Las personas consumidoras cada vez demandan más información sobre los alimentos que consumen y sobre su seguridad. La percepción que la ciudadanía tenga sobre la seguridad de los alimentos que consume depende de la información que recibe sobre los riesgos alimentarios, por lo que ésta debe ser lo más neutra y rigurosa posible.

El objetivo fundamental de la comunicación de riesgos es ofrecer información significativa, pertinente y precisa destinada a un público concreto, en términos claros y comprensibles.

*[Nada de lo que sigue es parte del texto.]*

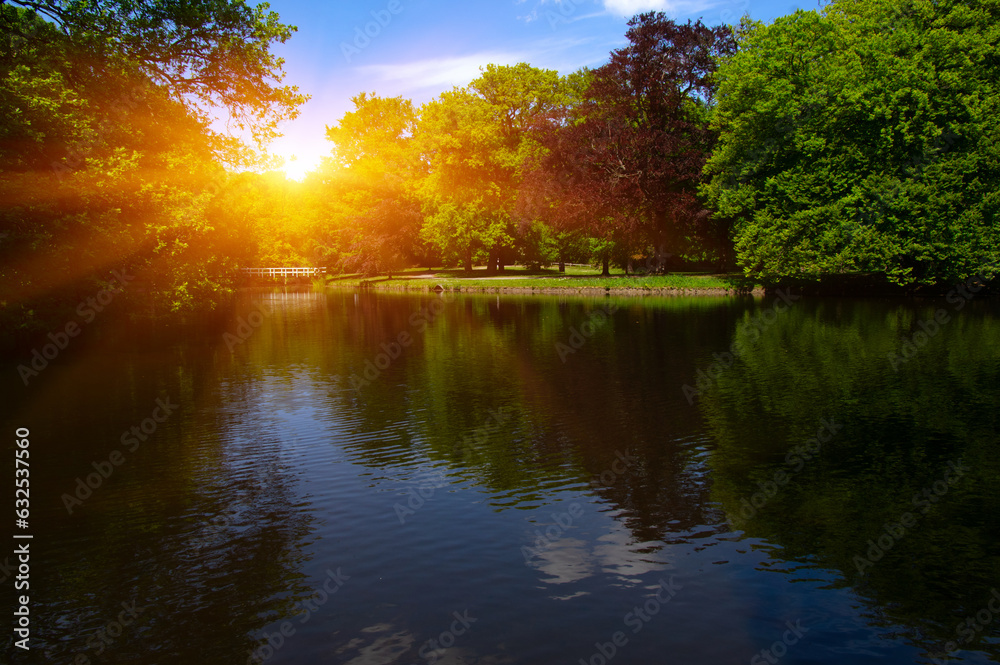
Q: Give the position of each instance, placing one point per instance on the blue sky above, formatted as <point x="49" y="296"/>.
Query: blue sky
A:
<point x="420" y="48"/>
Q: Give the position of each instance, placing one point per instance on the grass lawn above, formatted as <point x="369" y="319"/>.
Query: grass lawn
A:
<point x="575" y="277"/>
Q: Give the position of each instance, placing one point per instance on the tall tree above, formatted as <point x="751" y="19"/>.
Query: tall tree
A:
<point x="476" y="142"/>
<point x="861" y="141"/>
<point x="204" y="53"/>
<point x="373" y="219"/>
<point x="627" y="161"/>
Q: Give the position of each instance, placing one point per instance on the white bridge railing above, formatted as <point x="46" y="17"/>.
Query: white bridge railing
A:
<point x="284" y="272"/>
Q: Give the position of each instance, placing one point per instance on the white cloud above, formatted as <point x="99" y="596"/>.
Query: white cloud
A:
<point x="630" y="8"/>
<point x="441" y="73"/>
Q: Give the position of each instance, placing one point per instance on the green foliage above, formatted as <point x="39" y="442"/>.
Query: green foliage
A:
<point x="108" y="161"/>
<point x="861" y="141"/>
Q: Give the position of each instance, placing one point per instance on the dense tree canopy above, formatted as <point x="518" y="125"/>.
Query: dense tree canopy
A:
<point x="863" y="141"/>
<point x="856" y="141"/>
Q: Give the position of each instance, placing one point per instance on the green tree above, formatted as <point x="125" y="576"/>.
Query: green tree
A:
<point x="373" y="218"/>
<point x="860" y="141"/>
<point x="477" y="142"/>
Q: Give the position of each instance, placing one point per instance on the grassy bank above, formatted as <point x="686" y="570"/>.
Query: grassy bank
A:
<point x="521" y="280"/>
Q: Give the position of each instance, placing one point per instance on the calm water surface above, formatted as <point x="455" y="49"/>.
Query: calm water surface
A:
<point x="520" y="480"/>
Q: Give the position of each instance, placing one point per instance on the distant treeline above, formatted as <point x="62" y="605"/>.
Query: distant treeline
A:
<point x="856" y="146"/>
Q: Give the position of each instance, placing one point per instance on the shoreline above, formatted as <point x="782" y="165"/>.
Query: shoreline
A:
<point x="635" y="292"/>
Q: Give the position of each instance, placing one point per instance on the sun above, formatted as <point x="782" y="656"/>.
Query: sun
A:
<point x="296" y="168"/>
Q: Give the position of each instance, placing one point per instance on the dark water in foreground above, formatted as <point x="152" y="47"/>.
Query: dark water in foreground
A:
<point x="482" y="501"/>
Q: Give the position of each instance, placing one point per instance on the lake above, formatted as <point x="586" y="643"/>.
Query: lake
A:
<point x="361" y="478"/>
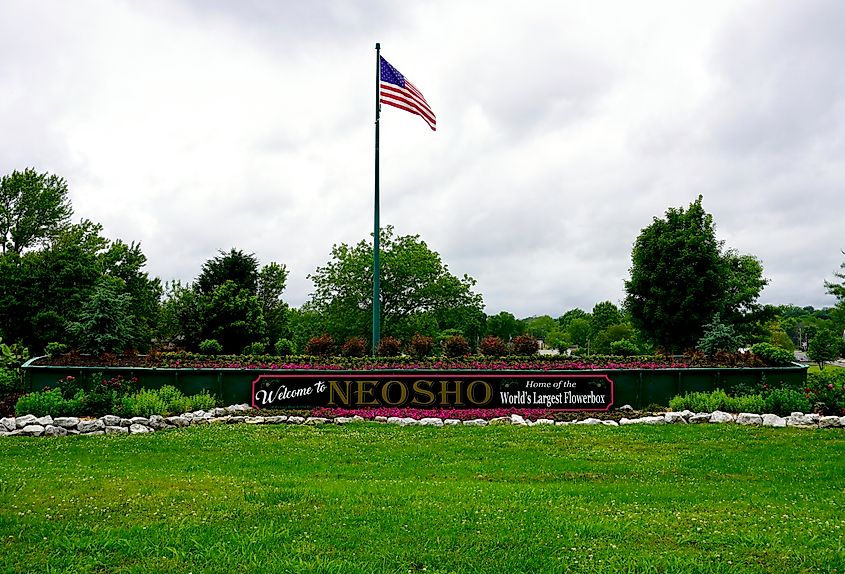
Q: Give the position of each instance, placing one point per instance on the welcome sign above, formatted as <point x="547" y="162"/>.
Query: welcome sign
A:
<point x="440" y="389"/>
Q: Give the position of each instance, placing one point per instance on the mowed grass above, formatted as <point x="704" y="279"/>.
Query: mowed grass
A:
<point x="369" y="498"/>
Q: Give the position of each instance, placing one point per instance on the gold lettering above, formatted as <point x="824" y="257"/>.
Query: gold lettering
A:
<point x="334" y="387"/>
<point x="365" y="389"/>
<point x="487" y="396"/>
<point x="456" y="394"/>
<point x="422" y="387"/>
<point x="385" y="393"/>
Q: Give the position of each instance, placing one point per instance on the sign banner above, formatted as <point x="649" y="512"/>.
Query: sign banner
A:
<point x="440" y="389"/>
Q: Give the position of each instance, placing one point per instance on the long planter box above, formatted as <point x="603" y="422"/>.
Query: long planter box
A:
<point x="636" y="387"/>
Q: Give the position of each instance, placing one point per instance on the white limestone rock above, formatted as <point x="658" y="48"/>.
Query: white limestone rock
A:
<point x="53" y="430"/>
<point x="749" y="419"/>
<point x="721" y="417"/>
<point x="770" y="420"/>
<point x="137" y="428"/>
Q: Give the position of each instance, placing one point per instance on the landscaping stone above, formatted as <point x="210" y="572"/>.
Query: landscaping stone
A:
<point x="800" y="420"/>
<point x="476" y="423"/>
<point x="32" y="430"/>
<point x="66" y="422"/>
<point x="316" y="421"/>
<point x="44" y="421"/>
<point x="749" y="419"/>
<point x="90" y="426"/>
<point x="25" y="420"/>
<point x="770" y="420"/>
<point x="53" y="430"/>
<point x="719" y="417"/>
<point x="829" y="422"/>
<point x="431" y="422"/>
<point x="676" y="418"/>
<point x="699" y="418"/>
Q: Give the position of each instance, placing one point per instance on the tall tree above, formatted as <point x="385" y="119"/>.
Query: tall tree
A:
<point x="34" y="208"/>
<point x="680" y="279"/>
<point x="414" y="281"/>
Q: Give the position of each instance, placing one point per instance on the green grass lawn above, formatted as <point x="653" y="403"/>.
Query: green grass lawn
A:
<point x="369" y="498"/>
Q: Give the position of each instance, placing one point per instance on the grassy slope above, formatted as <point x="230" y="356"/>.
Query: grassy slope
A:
<point x="370" y="498"/>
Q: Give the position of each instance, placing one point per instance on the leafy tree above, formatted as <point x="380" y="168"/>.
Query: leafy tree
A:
<point x="603" y="316"/>
<point x="105" y="322"/>
<point x="680" y="278"/>
<point x="503" y="325"/>
<point x="717" y="337"/>
<point x="34" y="209"/>
<point x="824" y="347"/>
<point x="235" y="266"/>
<point x="414" y="282"/>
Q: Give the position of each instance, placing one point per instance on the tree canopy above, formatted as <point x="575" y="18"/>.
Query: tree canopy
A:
<point x="680" y="279"/>
<point x="416" y="288"/>
<point x="34" y="208"/>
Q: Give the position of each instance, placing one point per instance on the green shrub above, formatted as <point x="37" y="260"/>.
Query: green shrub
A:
<point x="826" y="391"/>
<point x="55" y="349"/>
<point x="772" y="355"/>
<point x="455" y="346"/>
<point x="420" y="346"/>
<point x="256" y="348"/>
<point x="284" y="347"/>
<point x="389" y="347"/>
<point x="211" y="347"/>
<point x="492" y="346"/>
<point x="525" y="345"/>
<point x="785" y="401"/>
<point x="354" y="347"/>
<point x="49" y="402"/>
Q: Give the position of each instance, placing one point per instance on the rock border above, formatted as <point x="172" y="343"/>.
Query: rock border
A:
<point x="30" y="425"/>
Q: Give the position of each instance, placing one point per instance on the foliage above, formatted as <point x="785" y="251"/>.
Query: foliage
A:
<point x="389" y="347"/>
<point x="211" y="347"/>
<point x="455" y="346"/>
<point x="772" y="355"/>
<point x="525" y="345"/>
<point x="255" y="348"/>
<point x="420" y="346"/>
<point x="55" y="349"/>
<point x="624" y="348"/>
<point x="354" y="347"/>
<point x="165" y="401"/>
<point x="49" y="402"/>
<point x="826" y="391"/>
<point x="415" y="283"/>
<point x="824" y="347"/>
<point x="284" y="347"/>
<point x="492" y="346"/>
<point x="718" y="337"/>
<point x="34" y="209"/>
<point x="680" y="279"/>
<point x="718" y="400"/>
<point x="503" y="325"/>
<point x="106" y="323"/>
<point x="784" y="401"/>
<point x="322" y="346"/>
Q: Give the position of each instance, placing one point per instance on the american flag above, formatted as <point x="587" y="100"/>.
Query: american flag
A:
<point x="398" y="92"/>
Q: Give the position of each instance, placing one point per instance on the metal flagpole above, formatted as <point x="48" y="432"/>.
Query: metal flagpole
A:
<point x="376" y="230"/>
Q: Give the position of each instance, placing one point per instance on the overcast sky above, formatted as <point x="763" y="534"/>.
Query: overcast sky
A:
<point x="563" y="128"/>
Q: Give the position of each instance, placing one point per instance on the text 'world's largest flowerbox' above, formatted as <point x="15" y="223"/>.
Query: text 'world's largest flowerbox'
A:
<point x="567" y="392"/>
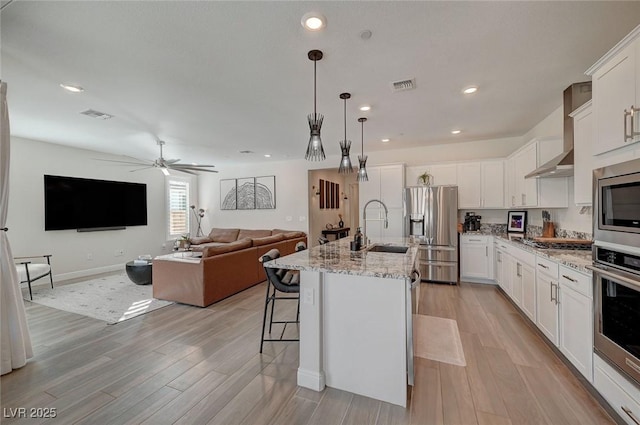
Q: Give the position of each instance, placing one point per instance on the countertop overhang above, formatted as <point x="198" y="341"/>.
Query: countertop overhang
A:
<point x="337" y="257"/>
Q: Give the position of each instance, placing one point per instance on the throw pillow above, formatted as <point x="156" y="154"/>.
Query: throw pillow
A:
<point x="224" y="235"/>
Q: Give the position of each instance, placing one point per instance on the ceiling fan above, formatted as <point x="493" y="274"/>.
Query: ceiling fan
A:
<point x="165" y="164"/>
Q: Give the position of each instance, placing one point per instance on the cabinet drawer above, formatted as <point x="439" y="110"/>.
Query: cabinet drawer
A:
<point x="617" y="391"/>
<point x="575" y="280"/>
<point x="547" y="267"/>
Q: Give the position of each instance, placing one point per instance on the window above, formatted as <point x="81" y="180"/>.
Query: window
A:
<point x="178" y="208"/>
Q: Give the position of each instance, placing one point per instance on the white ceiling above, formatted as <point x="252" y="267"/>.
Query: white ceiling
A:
<point x="213" y="78"/>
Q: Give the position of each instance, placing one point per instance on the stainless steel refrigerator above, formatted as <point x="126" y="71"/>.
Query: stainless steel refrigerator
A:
<point x="431" y="216"/>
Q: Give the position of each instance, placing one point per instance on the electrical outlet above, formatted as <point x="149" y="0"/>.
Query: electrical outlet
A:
<point x="307" y="296"/>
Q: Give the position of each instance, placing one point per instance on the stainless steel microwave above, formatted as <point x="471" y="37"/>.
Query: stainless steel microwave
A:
<point x="616" y="203"/>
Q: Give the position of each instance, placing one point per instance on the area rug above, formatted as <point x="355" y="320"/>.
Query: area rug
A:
<point x="437" y="339"/>
<point x="112" y="298"/>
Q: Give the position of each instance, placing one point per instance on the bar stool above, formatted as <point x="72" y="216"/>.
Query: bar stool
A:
<point x="286" y="282"/>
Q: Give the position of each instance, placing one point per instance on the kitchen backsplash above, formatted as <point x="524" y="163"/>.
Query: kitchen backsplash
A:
<point x="533" y="231"/>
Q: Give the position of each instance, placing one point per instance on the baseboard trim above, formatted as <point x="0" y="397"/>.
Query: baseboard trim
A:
<point x="312" y="380"/>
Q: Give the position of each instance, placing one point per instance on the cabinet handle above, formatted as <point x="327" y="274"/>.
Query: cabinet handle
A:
<point x="630" y="414"/>
<point x="629" y="113"/>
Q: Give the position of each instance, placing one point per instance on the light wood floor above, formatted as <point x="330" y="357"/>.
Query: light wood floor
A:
<point x="187" y="365"/>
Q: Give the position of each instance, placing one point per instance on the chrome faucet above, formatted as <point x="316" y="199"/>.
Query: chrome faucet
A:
<point x="364" y="218"/>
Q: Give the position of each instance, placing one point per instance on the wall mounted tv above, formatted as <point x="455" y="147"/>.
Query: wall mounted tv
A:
<point x="87" y="205"/>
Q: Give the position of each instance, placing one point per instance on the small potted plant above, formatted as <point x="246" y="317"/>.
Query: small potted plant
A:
<point x="425" y="179"/>
<point x="184" y="242"/>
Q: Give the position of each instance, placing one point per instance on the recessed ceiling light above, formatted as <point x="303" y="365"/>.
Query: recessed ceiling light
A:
<point x="313" y="21"/>
<point x="470" y="89"/>
<point x="72" y="88"/>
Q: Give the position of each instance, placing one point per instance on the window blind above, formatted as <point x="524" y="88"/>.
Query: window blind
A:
<point x="178" y="208"/>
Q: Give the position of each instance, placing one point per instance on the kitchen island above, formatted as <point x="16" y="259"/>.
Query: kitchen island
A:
<point x="355" y="317"/>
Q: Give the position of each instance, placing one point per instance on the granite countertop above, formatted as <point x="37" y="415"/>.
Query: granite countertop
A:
<point x="576" y="259"/>
<point x="337" y="257"/>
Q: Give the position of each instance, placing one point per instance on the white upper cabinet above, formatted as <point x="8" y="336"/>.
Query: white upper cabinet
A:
<point x="582" y="154"/>
<point x="443" y="174"/>
<point x="616" y="95"/>
<point x="481" y="184"/>
<point x="492" y="174"/>
<point x="469" y="185"/>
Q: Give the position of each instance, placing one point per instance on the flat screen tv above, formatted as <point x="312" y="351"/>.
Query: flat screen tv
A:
<point x="87" y="204"/>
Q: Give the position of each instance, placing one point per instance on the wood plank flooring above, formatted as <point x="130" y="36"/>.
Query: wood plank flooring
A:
<point x="187" y="365"/>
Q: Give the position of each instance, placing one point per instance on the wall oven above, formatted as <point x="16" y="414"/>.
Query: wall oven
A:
<point x="616" y="277"/>
<point x="616" y="203"/>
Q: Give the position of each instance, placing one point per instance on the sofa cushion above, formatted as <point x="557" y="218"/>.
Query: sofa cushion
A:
<point x="210" y="251"/>
<point x="267" y="240"/>
<point x="200" y="239"/>
<point x="288" y="234"/>
<point x="253" y="233"/>
<point x="224" y="235"/>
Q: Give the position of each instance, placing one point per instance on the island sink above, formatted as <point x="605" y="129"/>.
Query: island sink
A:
<point x="396" y="249"/>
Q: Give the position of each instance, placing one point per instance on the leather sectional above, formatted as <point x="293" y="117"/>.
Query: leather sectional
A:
<point x="229" y="264"/>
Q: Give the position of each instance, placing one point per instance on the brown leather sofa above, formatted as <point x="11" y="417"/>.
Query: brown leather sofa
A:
<point x="229" y="264"/>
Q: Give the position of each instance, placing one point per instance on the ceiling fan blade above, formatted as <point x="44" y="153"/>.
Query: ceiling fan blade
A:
<point x="193" y="165"/>
<point x="141" y="161"/>
<point x="182" y="170"/>
<point x="143" y="168"/>
<point x="185" y="167"/>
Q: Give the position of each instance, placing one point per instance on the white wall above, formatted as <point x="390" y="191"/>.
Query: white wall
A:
<point x="30" y="161"/>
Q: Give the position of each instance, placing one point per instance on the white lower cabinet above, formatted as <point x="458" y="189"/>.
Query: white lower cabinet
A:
<point x="623" y="396"/>
<point x="476" y="258"/>
<point x="547" y="298"/>
<point x="576" y="319"/>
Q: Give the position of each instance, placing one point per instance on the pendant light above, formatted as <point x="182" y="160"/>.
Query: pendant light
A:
<point x="362" y="159"/>
<point x="315" y="151"/>
<point x="345" y="145"/>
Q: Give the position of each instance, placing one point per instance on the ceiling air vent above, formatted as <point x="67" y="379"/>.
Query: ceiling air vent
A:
<point x="96" y="114"/>
<point x="403" y="85"/>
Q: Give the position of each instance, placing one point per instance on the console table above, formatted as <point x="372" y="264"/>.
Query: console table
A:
<point x="338" y="233"/>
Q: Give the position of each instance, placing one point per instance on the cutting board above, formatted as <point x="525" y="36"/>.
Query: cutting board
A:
<point x="564" y="240"/>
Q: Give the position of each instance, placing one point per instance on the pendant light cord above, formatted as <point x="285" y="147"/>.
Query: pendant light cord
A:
<point x="345" y="119"/>
<point x="362" y="138"/>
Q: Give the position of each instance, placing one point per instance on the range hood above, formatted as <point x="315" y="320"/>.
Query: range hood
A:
<point x="562" y="165"/>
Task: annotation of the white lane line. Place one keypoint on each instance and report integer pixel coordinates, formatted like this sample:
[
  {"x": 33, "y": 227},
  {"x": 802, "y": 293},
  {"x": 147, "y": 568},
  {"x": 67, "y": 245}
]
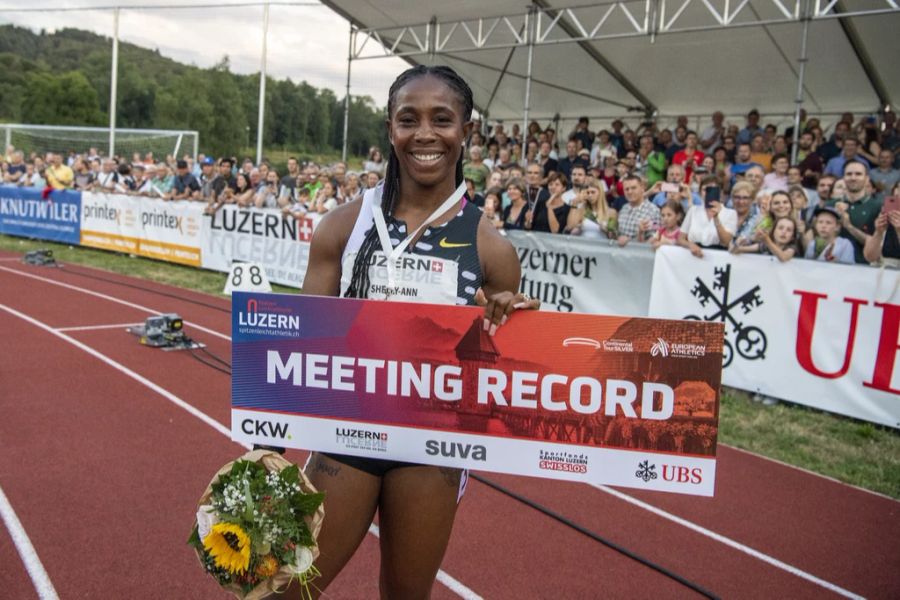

Los objetivos de la comunicación en seguridad alimentaria son los siguientes:

  1. Promover una mayor conciencia y comprensión de las cuestiones específicas sometidas a consideración durante el proceso de análisis de riesgos.
  2. Promover la coherencia y la transparencia en la formulación y aplicación de las decisiones de gestión de riesgos.
  3. Establecer una base sólida para comprender las decisiones sobre gestión de riesgos propuestas o aplicadas.
  4. Mejorar la eficiencia global del proceso de análisis de riesgos.
  5. Contribuir a la formulación y ejecución de programas eficaces de información y educación, cuando hayan sido elegidos como opciones de gestión de riesgos.
  6. Fomentar la confianza pública en la inocuidad del suministro de alimentos.
  7. Promover la participación adecuada de todas las partes interesadas en el proceso de comunicación de riesgos y fortalecer las relaciones de trabajo y respeto mutuo entre todas las personas participantes.
  8. Intercambiar información sobre las cuestiones que preocupan a las partes interesadas en relación con los riesgos asociados con los alimentos.
  9. Respetar, cuando fuera aplicable, la preocupación legítima de mantener la confidencialidad.

Los principios que rigen la comunicación en Seguridad Alimentaria son:

  • Apertura: se deben publicar las evaluaciones de riesgo, así como la información sobre las decisiones tomadas.
  • Transparencia: se deben transmitir claramente las áreas de incertidumbre científica en la evaluación del riesgo y las implicaciones que tienen para la salud pública.
  • Independencia: la información transmitida debe ser imparcial e independiente de los intereses políticos, de la industria, de organizaciones no gubernamentales y de otras partes interesadas.
  • Capacidad de respuesta: se debe comunicar de manera oportuna y precisa, incluso cuando no se conocen todos los detalles.